Mumbai: The police email ID hack is the second such attack on a state government entity. On October 12, 2020, a malware infestation caused a massive power grid failure, resulting in an outage in Mumbai and its surrounding areas for hours.
At the time of the incident, nobody had even remotely suspected that the grid failure was caused by a malware attack. That Chinese hackers were responsible came to light earlier this year when the state government submitted a report on the matter.
On Tuesday’s police email hacking, an official said, “It appears prima facie that the attack was made either from Pakistan, Delhi or from a remote village in Uttar Pradesh.”
Superintendent of police (Maharashtra cyber cell) Sanjay Shintre said, “We have initiated an inquiry into the hacking and have requested police officers not to open the PDF file as it may lead to a hacking of their emails. Today, out technical team visited the Shivaji Nagar police station, where the east region cyber cell office is located, and studied mails.”
Unauthorised cyber access is punishable under section 43(a), read with section 66, of the Information Technology Act, and is a cognisable offence. “The point is, what reasonable security practices are Mumbai’s cyber police following to avert cybercrime being perpetrated on themselves? I feel all cyber police stations should be quarterly audited for security lapses and the same should be plugged before adversaries take advantage,” said cyber crime lawyer Prashant Mali.

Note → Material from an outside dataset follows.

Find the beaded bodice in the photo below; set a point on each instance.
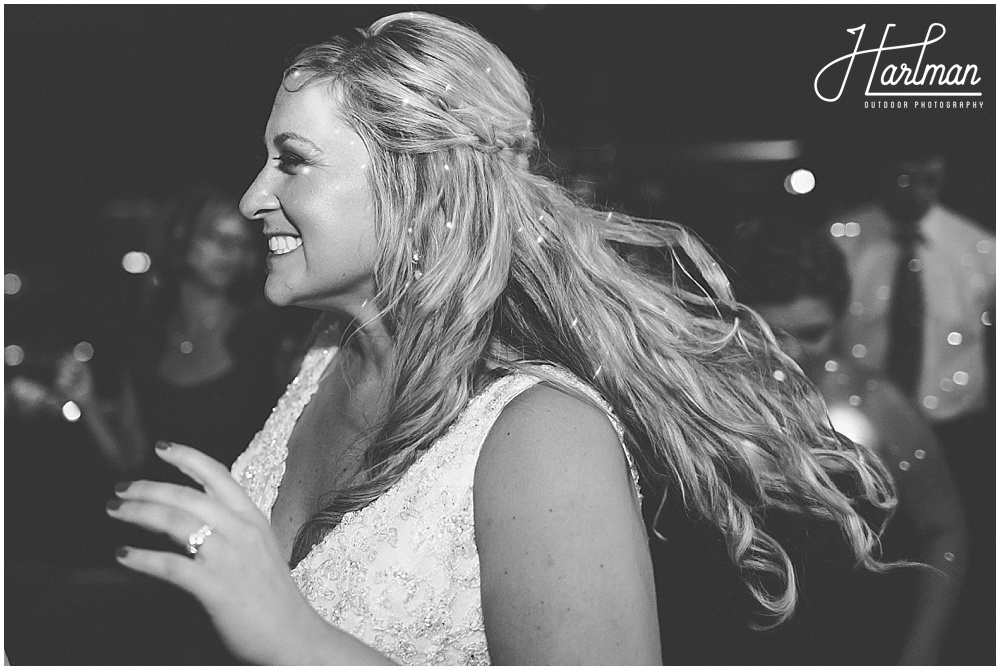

On March 1, the state cyber department submitted a report to the Maharashtra government on the October 12, 2020 power grid failure, which hit Mumbai and its surroundings.

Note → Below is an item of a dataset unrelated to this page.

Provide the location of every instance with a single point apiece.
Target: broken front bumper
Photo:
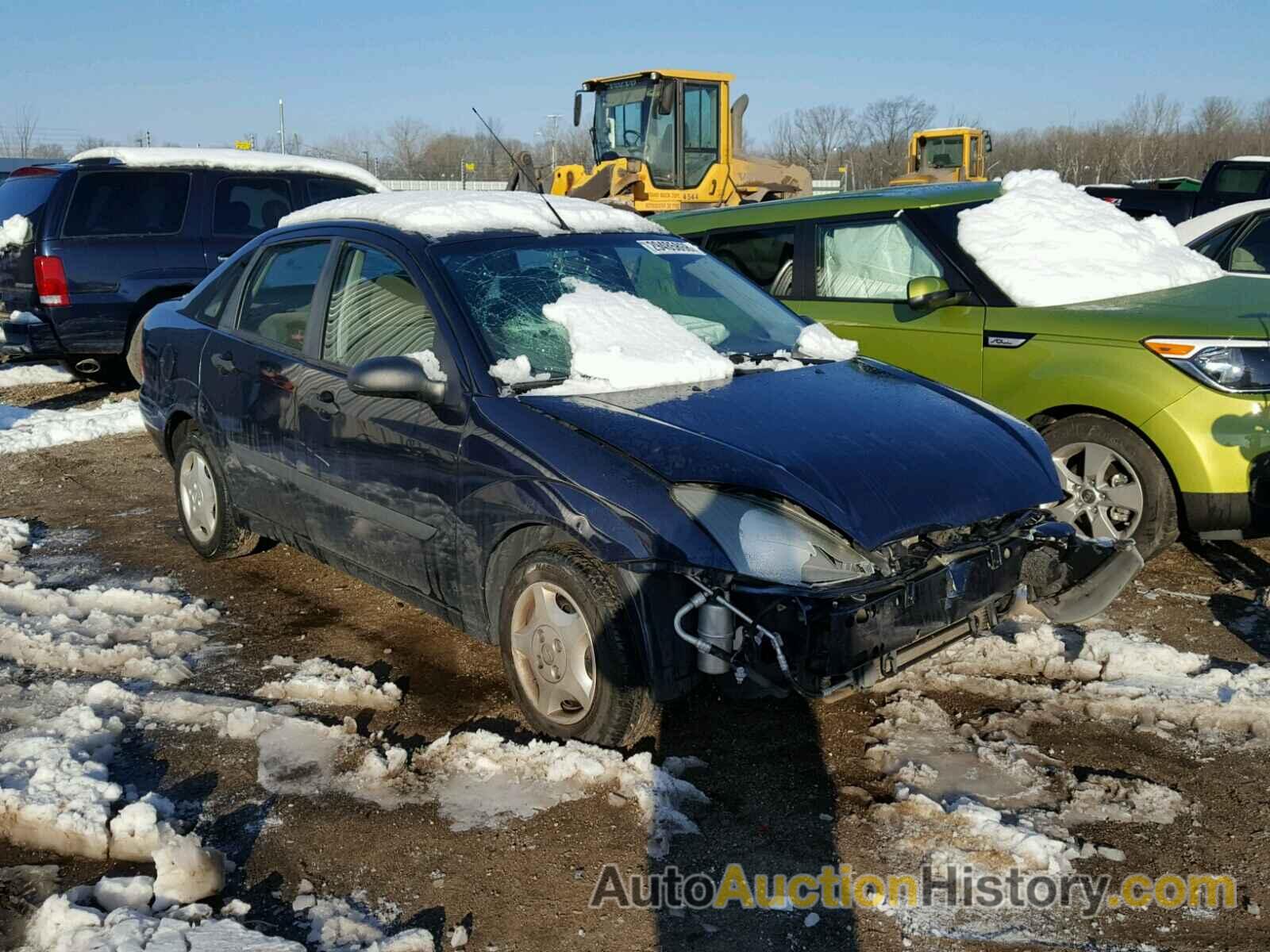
(826, 644)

The report blamed the incident on a malware attack, explaining that 14 trojans and 8GB of unaccounted data was found in the Maharashtra State Electricity Board’s system. The home minister at the time had said, “A well known American company has said that maybe it was the Chinese who could have introduced the malware… Our finding was that some foreign companies were indulging in planting malware.”